Theories related to pathogenesis encompass plasticity both at the dorsal root ganglion (DRG) and spinal levels. Animal studies have shown an increase of TNF at these regions after a nerve injury.[16,17] TNF-α may lead to increased p38, which is a factor involved in the generation of pain behavior. Ultimately, a cycle that activates DRG by TNF-α and p38, interleukins, or cyclooxygenase may ensue. TNF-α can induce ectopic activity in primary afferent nociceptors, and thus is a potential cause of pain and hyperalgesia in CRPS1.[14,18,19]
On the other hand, local organic disturbances may provide other causes of the pain. Osteoporosis (OP) and soft tissue degeneration may be the cause of ultimate signs and symptoms. The effect of protective or pain-related immobilization on these disturbances is not understood. TNF-α can be locally synthesized and released by osteoblasts and mononuclear cells. It has been shown that substance P (SP) induces the release of IL-1 and TNF-α. In this context, SP may cause CRPS1 symptoms by activating local vascular and neural disturbances, or it can have an indirect role induced by these events. The release of nitric oxide (NO) driven by IL-1 and TNF-α in inflammation is another cause of OP, which perhaps is also true for localized inflammatory or non-inflammatory lesions. A study by Redlich et al. showed that bone destruction in inflammatory arthritis is driven by osteoclasts in which TNF-α plays an important role. TNF-α may be important in the pathogenesis, and the inciting process may be driven particularly by this cytokine. In accordance with this suggestion, Wagner et al. showed decreased levels of TNF-α after administration of the anti-inflammatory cytokine IL-10.

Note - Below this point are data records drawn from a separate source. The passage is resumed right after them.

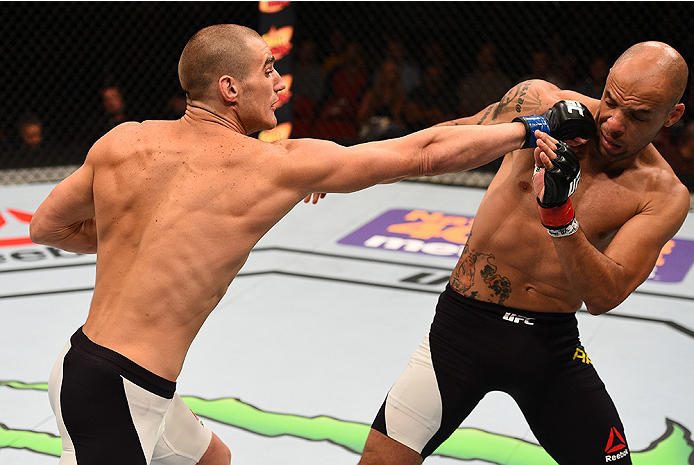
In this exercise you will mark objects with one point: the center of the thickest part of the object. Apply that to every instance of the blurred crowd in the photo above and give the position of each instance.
(338, 95)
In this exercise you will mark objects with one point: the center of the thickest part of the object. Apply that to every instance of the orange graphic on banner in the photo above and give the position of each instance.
(279, 41)
(666, 250)
(272, 7)
(425, 225)
(286, 94)
(280, 132)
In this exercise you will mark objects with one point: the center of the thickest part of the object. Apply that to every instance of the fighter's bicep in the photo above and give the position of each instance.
(323, 166)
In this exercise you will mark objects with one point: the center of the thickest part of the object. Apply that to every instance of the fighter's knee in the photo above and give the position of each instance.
(217, 453)
(382, 450)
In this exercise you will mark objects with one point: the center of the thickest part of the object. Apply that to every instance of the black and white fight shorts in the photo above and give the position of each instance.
(475, 347)
(111, 411)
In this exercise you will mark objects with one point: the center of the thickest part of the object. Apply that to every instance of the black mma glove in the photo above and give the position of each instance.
(560, 181)
(566, 120)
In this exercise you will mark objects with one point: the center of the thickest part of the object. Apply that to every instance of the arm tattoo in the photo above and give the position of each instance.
(521, 99)
(474, 264)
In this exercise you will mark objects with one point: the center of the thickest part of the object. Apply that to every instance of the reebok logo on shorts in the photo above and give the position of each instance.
(616, 447)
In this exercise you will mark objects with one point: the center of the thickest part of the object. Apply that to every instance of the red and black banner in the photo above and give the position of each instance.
(276, 25)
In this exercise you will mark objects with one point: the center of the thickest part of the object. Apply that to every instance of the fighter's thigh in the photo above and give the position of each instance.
(577, 422)
(185, 438)
(415, 413)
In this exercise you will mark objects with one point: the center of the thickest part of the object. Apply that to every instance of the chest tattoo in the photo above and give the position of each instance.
(477, 276)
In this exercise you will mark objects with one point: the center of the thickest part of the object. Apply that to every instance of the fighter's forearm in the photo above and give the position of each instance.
(460, 148)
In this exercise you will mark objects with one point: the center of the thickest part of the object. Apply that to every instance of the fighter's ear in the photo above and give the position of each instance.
(675, 115)
(228, 88)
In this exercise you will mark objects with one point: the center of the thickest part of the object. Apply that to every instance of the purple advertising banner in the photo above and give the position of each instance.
(444, 235)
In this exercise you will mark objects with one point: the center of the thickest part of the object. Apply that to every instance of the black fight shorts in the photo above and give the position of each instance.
(475, 347)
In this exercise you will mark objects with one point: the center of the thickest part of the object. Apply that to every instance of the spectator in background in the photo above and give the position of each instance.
(308, 88)
(485, 85)
(114, 109)
(381, 113)
(429, 104)
(337, 116)
(410, 74)
(31, 148)
(309, 76)
(338, 50)
(541, 67)
(594, 83)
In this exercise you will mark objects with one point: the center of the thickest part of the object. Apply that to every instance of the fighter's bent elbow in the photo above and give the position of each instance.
(36, 231)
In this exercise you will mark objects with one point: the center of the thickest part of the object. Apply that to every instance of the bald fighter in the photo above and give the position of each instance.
(572, 225)
(201, 185)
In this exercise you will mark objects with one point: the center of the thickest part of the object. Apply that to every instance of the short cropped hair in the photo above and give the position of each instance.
(668, 61)
(212, 52)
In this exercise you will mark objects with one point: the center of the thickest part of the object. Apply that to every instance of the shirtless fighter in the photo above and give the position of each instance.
(506, 321)
(199, 184)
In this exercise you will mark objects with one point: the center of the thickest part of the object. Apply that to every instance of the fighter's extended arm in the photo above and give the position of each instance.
(604, 280)
(66, 218)
(532, 97)
(323, 166)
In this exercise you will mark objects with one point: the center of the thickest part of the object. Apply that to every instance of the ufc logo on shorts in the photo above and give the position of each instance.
(572, 105)
(513, 318)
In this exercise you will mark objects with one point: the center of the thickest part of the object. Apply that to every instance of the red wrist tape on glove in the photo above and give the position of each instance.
(556, 217)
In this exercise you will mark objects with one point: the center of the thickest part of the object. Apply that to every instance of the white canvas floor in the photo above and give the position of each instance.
(296, 360)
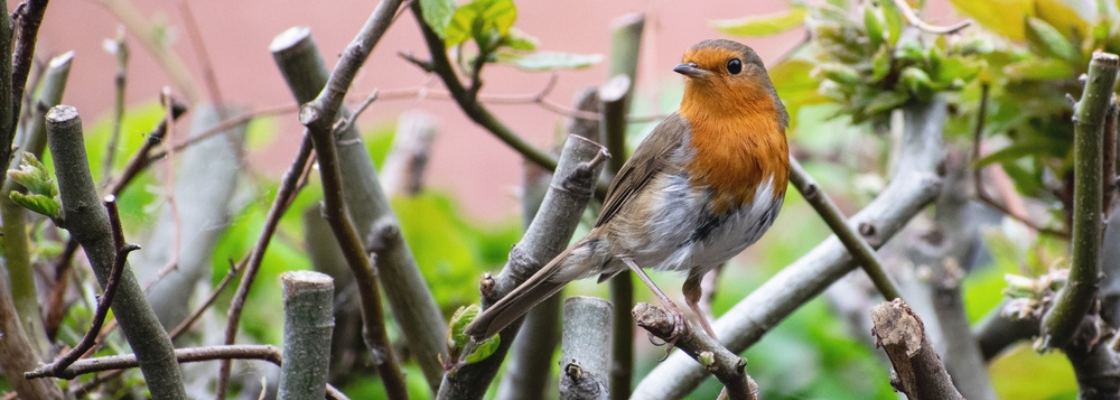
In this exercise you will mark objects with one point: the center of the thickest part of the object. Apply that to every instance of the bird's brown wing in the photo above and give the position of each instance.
(649, 159)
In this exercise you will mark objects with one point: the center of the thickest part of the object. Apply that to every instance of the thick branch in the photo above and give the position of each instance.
(838, 223)
(89, 223)
(728, 368)
(16, 242)
(308, 309)
(915, 183)
(411, 299)
(571, 188)
(585, 357)
(901, 333)
(1061, 323)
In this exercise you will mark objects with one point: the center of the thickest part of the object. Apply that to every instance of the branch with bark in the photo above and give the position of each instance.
(914, 184)
(728, 368)
(585, 357)
(409, 296)
(548, 235)
(918, 372)
(89, 223)
(1061, 322)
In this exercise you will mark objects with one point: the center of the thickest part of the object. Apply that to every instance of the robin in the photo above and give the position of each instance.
(706, 184)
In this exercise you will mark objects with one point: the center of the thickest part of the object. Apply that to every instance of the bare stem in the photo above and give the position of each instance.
(1061, 323)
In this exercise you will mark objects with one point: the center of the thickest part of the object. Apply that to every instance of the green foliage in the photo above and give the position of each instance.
(488, 24)
(43, 191)
(457, 342)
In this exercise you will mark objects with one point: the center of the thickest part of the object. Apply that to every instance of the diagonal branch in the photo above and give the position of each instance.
(914, 184)
(468, 98)
(848, 235)
(1061, 323)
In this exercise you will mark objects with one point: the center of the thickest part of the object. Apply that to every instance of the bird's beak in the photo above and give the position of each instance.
(690, 70)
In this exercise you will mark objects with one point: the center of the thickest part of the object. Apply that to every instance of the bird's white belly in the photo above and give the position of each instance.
(682, 232)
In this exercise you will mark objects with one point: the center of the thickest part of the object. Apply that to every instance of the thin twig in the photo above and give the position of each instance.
(978, 175)
(138, 161)
(728, 368)
(28, 17)
(120, 82)
(199, 46)
(106, 298)
(856, 244)
(279, 206)
(912, 17)
(186, 324)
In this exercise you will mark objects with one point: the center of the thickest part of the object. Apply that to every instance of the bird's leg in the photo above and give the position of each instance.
(679, 323)
(692, 291)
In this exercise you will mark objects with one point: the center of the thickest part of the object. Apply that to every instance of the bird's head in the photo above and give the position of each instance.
(725, 76)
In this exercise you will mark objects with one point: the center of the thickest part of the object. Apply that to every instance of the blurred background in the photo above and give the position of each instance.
(467, 215)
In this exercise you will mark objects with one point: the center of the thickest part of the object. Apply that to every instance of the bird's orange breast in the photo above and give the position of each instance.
(738, 145)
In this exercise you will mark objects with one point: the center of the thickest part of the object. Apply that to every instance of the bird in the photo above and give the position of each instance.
(707, 183)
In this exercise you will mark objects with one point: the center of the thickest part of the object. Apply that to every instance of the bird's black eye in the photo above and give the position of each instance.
(734, 66)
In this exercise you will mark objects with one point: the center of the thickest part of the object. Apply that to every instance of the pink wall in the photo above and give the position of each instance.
(467, 160)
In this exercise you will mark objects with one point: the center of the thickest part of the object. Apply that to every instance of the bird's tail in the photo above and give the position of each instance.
(542, 285)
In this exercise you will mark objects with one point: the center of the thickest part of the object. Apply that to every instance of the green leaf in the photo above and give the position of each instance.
(886, 101)
(1001, 17)
(1039, 70)
(459, 321)
(34, 176)
(1044, 39)
(37, 203)
(437, 14)
(484, 350)
(482, 20)
(549, 61)
(880, 64)
(874, 26)
(765, 25)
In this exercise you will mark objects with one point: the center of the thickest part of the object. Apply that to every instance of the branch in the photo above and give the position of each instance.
(151, 38)
(309, 317)
(89, 223)
(529, 370)
(409, 296)
(468, 101)
(614, 103)
(585, 359)
(548, 235)
(838, 223)
(902, 335)
(16, 243)
(319, 115)
(728, 368)
(120, 47)
(280, 203)
(106, 297)
(139, 159)
(915, 183)
(1061, 323)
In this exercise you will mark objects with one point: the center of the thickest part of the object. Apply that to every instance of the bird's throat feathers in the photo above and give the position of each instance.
(738, 133)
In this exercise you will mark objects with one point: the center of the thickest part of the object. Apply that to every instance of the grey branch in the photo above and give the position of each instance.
(728, 368)
(308, 319)
(920, 373)
(89, 223)
(409, 296)
(571, 188)
(915, 183)
(585, 356)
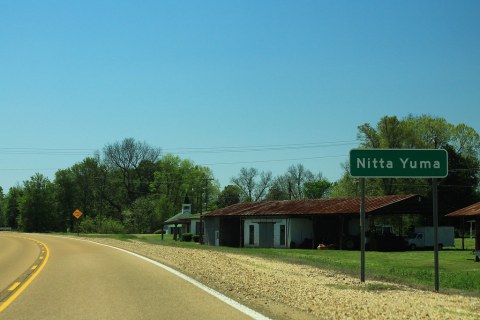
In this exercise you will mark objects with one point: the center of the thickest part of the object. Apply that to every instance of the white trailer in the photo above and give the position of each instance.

The use of anti-TNF blockers, in this case etanercept, may take part in all these mechanisms by previously proposed actions. The efficacy of TNF-α blockers given by systemic or local intravenous routes has been shown. Although it reverses the whole inflammatory response in chronic inflammatory diseases, pain reduction may not only be related only to decreased synovitis, but it may also be induced by the aforementioned neural pathways.
The hyperalgesia and allodynia are possibly due to bone and soft tissue changes in relation to the pain transmission pathways or neural plasticity in the central nervous system. TNF-blockers may directly or indirectly affect both routes of symptoms in CRPS1. It is known that anti-TNF medications may be used to prevent or reverse systemic bone loss associated with inflammatory disease.
In our case, a doubt about the CRPS1 diagnosis might be raised because of the possibility of arthritis. However, consultations with radiologists and nuclear medicine specialists in conjunction with the clinical and radiological findings compatible with IASP (International Association for the Study of Pain) criteria made the diagnosis adequately certain.
In conclusion, we think that anti-TNF-α drugs may be a potential treatment option in CRPS. TNF-α may be responsible from the primary pathology in CRPS which involves the neurovascular and osseous components. Blocking TNF-α would be effective in inflammatory pathways and, as a result, it would lead to stopping the pain circuit. Once the painful osteoporosis is prevented, the patient may use the extremity better in daily life. In such pathologies, unless the patient cannot tolerate it, exercise and weight bearing are very important in the treatment. Obtaining good circulation and alleviating the pain would help the patients to use the affected part comfortably. Consequently, the osteoporosis would disappear significantly. To explore the exact effect of the mechanisms of this medication on CRPS, further investigations and randomized controlled studies are needed.
Declaration of conflicting interests
The authors declared no conflicts of interest with respect to the authorship and/or publication of this article.
The authors received no financial support for the research and/or authorship of this article.